Authors should accept to share the responsibility when their paper is rejected, it is not always only a bad PC's fault...

- In the same direction, if an author needs a rebuttal to clarify his paper, then it is probably because the paper is not well written. He can convince people during the rebuttal phase that his results are good. So what? in a journal paper, the reviewers would ask for revisions, and read the revised version, and maybe ask revisions again, and after a few versions the paper would be accepted.

SoCG is a conference, the PC sees only the submitted version. If the paper needs to be rewritten, it can be submitted again one year later.

Monique Teillaud

Anonymous said...

Guenter said:
"Ileana's proposal of "best practices" contains a mixture of three different things:"

I agree.
Some of them are personal opinions, whereas they are presented as THE Truth. This sounds really strange to me.

In particular, I don't agree with "The program committee should have a face-to-face meeting".

There was no face-to-face meeting in 2005 and it was really fine that way.

In a face-to-face meeting, differences between people may induce strong biases.
Some people speak faster, some people speak louder, some people are more fluent in English, and so on. Still, their opinion on a paper is not necessarily more clever than the opinion of a shy and slower person.

Also, a face-to-face meeting has a very limited duration, nobody can afford to read a paper again when there is a difficult discussion on it.

In an electronic meeting (typically 3 weeks long), these two problems disappear. People have time to think before reacting and talking, and they have time to read a paper again.

Even more, PC members whom a given paper was not assigned to, can also read it if they think they can add something useful to the discussion.

Monique Teillaud

Anonymous said...

The final decision is not made on the basis of the bad review of 1 particular PC member.

This is just not so. If a paper gets two (correct) accepts but with a low confidence vote and a third (incorrect) reviewer gives a strong reject but with a high confidence it gets rejected.
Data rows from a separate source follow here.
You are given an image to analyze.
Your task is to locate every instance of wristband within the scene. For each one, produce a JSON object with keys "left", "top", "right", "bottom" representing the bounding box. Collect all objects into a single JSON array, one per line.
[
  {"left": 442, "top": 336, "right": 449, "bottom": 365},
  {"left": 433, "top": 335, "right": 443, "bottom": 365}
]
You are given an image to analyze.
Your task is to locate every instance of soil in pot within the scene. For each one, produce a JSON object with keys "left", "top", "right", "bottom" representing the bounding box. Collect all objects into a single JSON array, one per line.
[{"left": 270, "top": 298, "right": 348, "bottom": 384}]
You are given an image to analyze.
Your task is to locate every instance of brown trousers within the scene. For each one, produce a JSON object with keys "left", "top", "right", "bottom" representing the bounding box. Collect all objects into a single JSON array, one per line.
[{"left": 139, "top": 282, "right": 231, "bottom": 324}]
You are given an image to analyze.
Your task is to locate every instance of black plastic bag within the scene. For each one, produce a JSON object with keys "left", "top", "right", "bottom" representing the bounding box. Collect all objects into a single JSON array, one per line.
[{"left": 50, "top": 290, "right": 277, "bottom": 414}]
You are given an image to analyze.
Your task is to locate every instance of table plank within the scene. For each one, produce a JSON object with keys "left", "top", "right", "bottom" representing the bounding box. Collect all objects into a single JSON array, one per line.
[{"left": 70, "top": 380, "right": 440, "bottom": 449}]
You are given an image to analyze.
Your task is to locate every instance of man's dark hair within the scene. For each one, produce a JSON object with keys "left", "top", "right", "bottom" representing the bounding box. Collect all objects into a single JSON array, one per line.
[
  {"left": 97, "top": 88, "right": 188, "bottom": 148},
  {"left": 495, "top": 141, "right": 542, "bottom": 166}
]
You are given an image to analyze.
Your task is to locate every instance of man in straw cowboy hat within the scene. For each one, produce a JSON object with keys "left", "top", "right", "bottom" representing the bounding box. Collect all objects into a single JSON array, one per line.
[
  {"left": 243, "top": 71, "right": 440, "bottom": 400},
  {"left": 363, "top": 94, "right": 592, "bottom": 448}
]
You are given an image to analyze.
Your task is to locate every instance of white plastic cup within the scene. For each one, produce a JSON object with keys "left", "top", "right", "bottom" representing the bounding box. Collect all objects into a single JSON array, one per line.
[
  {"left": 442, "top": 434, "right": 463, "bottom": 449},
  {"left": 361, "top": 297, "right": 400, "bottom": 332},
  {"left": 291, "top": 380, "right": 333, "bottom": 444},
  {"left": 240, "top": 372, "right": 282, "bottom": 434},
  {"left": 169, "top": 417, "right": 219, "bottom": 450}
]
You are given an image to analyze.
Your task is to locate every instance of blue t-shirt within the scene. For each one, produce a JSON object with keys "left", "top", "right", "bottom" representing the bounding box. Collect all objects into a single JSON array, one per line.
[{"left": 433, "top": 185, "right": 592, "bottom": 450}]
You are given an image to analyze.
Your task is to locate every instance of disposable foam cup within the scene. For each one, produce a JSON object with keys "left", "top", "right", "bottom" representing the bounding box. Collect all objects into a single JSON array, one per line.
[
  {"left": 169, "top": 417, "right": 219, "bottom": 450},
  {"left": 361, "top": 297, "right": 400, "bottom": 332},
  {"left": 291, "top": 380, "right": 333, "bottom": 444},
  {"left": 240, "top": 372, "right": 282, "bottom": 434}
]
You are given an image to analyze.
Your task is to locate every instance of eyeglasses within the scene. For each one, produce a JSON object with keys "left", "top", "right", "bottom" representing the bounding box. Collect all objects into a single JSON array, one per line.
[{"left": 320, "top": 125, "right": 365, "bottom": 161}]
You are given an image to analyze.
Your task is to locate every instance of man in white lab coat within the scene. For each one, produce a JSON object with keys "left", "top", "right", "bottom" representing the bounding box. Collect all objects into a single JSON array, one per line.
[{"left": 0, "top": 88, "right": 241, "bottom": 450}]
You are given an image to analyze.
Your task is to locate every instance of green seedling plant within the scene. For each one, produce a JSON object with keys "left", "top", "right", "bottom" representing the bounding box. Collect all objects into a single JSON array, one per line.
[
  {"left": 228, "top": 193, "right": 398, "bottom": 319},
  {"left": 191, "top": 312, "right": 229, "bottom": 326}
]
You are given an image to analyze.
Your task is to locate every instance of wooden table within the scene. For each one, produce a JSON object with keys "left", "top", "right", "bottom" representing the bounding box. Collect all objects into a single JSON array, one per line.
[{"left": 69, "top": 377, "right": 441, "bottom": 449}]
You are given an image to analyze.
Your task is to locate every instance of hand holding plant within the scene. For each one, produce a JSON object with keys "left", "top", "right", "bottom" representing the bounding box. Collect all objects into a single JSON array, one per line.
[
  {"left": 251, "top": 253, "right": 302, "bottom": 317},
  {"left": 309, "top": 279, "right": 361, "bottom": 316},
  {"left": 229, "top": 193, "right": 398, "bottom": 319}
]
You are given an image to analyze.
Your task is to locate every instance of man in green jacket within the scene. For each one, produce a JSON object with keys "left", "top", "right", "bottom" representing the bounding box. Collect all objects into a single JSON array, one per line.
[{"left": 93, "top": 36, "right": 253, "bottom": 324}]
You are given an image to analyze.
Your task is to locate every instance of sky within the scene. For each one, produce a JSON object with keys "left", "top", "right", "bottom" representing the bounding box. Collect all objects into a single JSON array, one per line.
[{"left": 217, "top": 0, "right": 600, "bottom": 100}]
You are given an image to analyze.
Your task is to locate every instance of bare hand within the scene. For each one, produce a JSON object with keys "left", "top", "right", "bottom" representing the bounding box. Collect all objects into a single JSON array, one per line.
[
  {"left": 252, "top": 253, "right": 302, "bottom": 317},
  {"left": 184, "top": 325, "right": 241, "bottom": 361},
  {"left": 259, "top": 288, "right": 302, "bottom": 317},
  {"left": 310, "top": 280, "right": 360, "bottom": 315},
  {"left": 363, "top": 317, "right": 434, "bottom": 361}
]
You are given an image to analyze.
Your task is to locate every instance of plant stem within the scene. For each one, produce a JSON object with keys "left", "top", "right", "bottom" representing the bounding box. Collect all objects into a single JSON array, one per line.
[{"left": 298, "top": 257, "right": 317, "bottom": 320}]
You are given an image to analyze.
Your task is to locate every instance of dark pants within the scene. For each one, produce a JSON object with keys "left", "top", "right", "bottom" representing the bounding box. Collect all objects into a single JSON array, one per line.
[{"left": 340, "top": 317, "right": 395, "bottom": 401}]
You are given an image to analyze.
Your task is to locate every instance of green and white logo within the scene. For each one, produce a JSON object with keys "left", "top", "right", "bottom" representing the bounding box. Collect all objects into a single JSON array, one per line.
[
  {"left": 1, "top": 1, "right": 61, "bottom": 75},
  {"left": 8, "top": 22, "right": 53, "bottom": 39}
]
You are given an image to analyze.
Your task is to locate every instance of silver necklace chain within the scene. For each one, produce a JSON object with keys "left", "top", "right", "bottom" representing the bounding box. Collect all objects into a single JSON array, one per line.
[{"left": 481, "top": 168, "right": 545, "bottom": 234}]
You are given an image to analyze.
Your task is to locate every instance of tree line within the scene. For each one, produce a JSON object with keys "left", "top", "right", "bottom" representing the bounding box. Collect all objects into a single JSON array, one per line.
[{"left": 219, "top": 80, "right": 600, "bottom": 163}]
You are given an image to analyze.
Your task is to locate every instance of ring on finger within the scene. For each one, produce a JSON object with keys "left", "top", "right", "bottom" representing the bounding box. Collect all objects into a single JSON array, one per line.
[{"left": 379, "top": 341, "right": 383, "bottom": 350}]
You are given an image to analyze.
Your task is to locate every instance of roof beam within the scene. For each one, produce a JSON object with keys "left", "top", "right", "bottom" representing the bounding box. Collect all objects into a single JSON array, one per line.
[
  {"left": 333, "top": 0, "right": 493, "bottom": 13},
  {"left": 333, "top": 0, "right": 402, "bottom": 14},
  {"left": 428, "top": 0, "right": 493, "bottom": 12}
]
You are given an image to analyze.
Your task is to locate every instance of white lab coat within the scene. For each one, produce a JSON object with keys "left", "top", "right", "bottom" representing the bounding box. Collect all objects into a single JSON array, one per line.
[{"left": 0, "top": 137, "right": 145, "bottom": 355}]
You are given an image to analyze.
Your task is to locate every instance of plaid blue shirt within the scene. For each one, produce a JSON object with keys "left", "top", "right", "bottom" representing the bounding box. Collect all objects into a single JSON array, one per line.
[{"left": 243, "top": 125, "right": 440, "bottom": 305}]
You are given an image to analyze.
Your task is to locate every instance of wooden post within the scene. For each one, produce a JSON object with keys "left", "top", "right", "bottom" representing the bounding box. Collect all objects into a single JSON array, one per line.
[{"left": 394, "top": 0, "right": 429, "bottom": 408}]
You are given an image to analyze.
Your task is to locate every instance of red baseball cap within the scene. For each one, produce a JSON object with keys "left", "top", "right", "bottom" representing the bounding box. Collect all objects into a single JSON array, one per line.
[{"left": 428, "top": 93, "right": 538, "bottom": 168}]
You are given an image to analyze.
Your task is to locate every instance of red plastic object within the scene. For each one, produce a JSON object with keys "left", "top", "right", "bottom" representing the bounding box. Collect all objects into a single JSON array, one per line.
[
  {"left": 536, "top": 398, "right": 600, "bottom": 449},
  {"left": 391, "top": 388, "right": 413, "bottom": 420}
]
If the incorrect reviewer had given an accept the paper would have gotten in.

Sure, I'm willing to admit that in many cases of "bad reviewers" are in truth just the consequence of bad writing, but by the same token Monique must be willing to admit that many bad reviews are borne of a lack of time (I've been in enough PCs myself to know that this is very much the case).

Anonymous said...

Re: This is just not so. If a paper gets two (correct) accepts but with a low confidence vote and a third (incorrect) reviewer gives a strong reject but with a high confidence it gets rejected.

This is not my experience. Instead, I think it is more accurate to say that if a paper gets two accepts and one strong reject (regardless of confidence) then what it gets is more attention from the PC, both the ones already involved and others who see the controversy and want to understand what it's about.

Anonymous said...

anonymous said
"If a paper gets two (correct) accepts but with a low confidence vote and a third (incorrect) reviewer gives a strong reject but with a high confidence it gets rejected."

Hi Anonymous

No, decisions are not made mechanically by computing the weighted average of scores...

There are discussions, that can be quite long on some papers. Arguments must be given to convince the other PC members. Giving a low score with high confidence but no good argument will not help to reject a paper.

Monique Teillaud

Anonymous said...

"Monique must be willing to admit that many bad reviews are borne of a lack of time (I've been in enough PCs myself to know that this is very much the case)."

Dear Mr/Mrs X,

I already admitted this in a previous comment.
But I added that when 3 or 4 people in total review a paper, then the paper is still well read, even if one review is bad.

And then, the bad review does not make the decision, even if the associated confidence rate is high.

Other reviewers, who read the paper correctly, will read the bad review and will not follow wrong arguments.

Especially if the discussion is electronic, then the bad confident reviewer will not shout louder than others.